Amid Jewish Outrage, Hitler’s Manuscripts Fetch Over $40,000

Jewish Community Believes Auction Would Promote Neo-Nazism

Thousands of antiquarians love to gather artifacts that once belonged to the people who changed the course of history.

However, the collections may sometimes give an impression of exculpation to figures who had received more hate than love.

One such auction was organized in Munich at Hermann Historica auction house where handwritten speech notes by Nazi dictator Adolf Hitler came under the hammer amid objections from Jewish groups.
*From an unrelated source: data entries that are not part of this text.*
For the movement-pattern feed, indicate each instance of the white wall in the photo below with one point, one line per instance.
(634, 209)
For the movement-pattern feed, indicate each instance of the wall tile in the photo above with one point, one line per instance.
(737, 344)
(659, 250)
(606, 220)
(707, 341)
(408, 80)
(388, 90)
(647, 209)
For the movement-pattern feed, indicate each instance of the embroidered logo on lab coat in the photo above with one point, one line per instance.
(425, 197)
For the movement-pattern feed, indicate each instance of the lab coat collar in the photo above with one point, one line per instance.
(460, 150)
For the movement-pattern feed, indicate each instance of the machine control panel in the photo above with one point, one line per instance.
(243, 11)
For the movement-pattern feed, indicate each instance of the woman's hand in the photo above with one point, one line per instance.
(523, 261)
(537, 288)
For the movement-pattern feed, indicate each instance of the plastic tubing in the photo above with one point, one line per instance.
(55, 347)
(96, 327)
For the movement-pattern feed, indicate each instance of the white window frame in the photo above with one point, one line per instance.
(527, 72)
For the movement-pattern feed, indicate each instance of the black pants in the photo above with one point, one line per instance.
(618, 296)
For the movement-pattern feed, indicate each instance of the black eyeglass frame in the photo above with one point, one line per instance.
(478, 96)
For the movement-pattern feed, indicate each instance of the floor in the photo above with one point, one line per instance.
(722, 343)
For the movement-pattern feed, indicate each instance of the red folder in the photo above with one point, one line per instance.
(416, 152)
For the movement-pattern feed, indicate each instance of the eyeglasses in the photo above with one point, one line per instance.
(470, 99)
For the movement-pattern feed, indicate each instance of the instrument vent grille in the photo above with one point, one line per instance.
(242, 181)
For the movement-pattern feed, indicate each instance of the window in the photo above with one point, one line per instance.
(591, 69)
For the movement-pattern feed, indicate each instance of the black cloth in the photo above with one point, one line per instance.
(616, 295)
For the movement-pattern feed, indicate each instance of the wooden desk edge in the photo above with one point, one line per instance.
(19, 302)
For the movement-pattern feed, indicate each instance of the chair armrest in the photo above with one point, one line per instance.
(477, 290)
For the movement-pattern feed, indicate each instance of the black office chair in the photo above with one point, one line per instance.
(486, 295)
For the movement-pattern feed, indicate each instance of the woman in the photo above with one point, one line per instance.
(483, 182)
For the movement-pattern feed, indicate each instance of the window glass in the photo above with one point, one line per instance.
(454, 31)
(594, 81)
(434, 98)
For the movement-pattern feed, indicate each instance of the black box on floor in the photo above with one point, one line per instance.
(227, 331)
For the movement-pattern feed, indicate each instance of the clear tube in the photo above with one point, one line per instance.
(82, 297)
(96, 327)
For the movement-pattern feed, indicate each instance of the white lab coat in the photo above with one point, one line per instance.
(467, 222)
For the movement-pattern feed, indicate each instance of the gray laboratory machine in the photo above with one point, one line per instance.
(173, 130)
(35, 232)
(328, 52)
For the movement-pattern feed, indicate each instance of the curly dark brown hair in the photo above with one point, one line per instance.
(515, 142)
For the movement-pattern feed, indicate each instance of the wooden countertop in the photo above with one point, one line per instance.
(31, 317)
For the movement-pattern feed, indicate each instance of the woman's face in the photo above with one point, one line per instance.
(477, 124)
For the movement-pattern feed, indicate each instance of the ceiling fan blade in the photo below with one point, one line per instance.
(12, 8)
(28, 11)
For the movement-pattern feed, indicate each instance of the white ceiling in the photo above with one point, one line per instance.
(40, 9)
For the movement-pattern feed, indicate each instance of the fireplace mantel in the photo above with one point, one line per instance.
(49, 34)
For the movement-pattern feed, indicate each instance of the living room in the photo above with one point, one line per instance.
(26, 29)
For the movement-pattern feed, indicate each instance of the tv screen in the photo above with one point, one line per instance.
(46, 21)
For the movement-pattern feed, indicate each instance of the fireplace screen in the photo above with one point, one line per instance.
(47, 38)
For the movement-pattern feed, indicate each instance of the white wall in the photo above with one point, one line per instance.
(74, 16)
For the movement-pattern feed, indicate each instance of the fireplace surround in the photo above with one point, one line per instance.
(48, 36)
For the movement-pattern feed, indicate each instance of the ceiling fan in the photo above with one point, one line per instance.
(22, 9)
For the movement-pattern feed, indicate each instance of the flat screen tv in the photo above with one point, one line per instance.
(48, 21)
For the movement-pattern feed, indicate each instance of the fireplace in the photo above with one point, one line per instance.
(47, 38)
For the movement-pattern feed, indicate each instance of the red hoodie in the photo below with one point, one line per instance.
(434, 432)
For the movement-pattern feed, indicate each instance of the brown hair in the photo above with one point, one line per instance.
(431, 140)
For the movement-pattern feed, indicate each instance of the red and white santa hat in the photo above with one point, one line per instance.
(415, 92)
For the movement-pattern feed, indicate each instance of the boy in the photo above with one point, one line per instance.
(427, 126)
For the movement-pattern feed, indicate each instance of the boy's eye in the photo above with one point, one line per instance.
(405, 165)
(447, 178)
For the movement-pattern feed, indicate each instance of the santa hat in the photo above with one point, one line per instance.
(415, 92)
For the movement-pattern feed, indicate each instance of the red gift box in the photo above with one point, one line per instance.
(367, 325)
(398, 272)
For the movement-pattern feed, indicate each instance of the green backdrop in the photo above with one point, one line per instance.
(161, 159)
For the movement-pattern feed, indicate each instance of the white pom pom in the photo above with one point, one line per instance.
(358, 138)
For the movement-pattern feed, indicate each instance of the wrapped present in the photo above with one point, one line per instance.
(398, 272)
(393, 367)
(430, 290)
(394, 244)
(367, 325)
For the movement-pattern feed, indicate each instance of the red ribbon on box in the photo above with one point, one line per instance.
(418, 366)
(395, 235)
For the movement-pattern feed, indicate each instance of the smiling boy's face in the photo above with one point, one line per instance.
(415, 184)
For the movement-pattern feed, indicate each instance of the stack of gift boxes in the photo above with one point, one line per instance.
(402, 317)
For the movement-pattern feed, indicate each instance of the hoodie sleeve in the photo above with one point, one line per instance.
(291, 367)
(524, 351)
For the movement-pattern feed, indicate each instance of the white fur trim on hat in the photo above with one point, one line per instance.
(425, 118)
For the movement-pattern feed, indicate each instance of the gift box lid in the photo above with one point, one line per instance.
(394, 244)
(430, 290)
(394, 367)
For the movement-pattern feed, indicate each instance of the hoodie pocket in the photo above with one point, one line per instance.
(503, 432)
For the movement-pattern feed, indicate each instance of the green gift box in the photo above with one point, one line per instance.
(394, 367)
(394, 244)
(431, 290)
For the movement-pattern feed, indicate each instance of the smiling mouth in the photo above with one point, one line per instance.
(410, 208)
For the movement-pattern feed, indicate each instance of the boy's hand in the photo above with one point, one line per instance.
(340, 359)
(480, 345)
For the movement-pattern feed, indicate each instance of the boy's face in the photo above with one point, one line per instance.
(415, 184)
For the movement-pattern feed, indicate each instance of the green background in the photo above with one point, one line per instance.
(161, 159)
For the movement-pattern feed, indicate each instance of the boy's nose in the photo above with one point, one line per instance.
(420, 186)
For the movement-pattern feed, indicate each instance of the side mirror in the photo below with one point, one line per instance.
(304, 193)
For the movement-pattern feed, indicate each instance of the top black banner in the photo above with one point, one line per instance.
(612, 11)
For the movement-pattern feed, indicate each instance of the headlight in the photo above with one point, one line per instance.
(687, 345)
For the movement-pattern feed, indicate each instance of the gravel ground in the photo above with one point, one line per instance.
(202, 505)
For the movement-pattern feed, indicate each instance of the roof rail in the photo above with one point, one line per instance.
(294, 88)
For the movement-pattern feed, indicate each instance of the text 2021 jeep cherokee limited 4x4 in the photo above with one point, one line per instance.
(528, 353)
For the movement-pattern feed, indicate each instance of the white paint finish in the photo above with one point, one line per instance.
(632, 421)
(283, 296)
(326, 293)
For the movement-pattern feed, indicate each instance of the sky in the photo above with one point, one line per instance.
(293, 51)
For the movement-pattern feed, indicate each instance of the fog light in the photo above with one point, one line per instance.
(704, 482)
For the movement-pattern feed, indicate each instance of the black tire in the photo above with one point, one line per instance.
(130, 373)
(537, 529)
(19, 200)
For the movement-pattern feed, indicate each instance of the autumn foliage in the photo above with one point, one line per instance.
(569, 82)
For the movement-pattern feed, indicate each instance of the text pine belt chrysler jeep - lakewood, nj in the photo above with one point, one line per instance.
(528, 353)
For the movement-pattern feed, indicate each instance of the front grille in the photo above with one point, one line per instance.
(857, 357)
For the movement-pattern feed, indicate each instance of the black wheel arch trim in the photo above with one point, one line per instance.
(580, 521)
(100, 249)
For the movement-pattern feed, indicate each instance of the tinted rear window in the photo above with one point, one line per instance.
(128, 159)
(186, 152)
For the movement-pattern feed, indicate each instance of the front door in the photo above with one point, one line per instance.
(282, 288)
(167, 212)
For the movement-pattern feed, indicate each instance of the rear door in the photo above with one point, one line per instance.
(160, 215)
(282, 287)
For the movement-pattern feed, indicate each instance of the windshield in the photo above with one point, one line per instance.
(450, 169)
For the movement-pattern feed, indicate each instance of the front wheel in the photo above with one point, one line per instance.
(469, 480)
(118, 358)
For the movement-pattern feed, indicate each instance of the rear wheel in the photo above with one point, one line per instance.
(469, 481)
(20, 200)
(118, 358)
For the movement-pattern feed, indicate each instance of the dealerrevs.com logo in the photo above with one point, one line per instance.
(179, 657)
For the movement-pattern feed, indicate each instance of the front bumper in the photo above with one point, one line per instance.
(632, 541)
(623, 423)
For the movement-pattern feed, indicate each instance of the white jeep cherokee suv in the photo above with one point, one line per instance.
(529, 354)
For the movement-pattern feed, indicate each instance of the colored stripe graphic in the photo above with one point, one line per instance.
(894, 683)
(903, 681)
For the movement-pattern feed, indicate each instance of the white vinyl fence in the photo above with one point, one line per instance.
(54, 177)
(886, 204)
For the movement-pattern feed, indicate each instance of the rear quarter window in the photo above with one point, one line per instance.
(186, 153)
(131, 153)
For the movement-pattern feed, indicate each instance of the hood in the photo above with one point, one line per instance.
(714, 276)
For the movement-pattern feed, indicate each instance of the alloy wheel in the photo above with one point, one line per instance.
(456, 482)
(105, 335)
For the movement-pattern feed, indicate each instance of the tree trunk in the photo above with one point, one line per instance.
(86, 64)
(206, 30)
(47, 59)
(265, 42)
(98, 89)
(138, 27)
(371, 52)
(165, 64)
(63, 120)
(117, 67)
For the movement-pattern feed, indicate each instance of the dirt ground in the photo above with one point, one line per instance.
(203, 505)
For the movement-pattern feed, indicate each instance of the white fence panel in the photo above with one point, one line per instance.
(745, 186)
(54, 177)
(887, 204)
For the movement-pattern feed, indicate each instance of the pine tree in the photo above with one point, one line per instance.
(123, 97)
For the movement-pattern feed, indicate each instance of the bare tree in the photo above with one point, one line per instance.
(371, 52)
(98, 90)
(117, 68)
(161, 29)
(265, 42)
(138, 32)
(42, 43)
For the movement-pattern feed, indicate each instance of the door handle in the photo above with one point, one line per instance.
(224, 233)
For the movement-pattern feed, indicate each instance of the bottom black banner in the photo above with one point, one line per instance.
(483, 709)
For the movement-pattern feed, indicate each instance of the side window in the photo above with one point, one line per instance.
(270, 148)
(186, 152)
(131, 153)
The groups opposed the happening, maintaining that it would stir Neo-Nazism in the society.

The scrawled writings date back to pre-World War II (WWII) and were sold to anonymous bidders way higher than their starting prices.

A nine-page manuscript by Hitler outlining his speech to new military officers in Berlin in 1939 about eight months before the beginning of WWII managed to bag $40,300.

Apart from the writings from a man who spurred a genocide of nearly six million European Jews, the collections also contained pots from his tea service and presentation copies of his books.

Rabbi Menachem Margolin, the Head of the Brussels-based European Jewish Association, expressed concerns saying that the event could mark a rise to anti-Semitism in Germany.

However, the Hermann Historica auction house came in defense of the program.

The officials said that Hitler’s writings must be taken as memorabilia that needed preservation irrespective of who they belonged to and what they stated.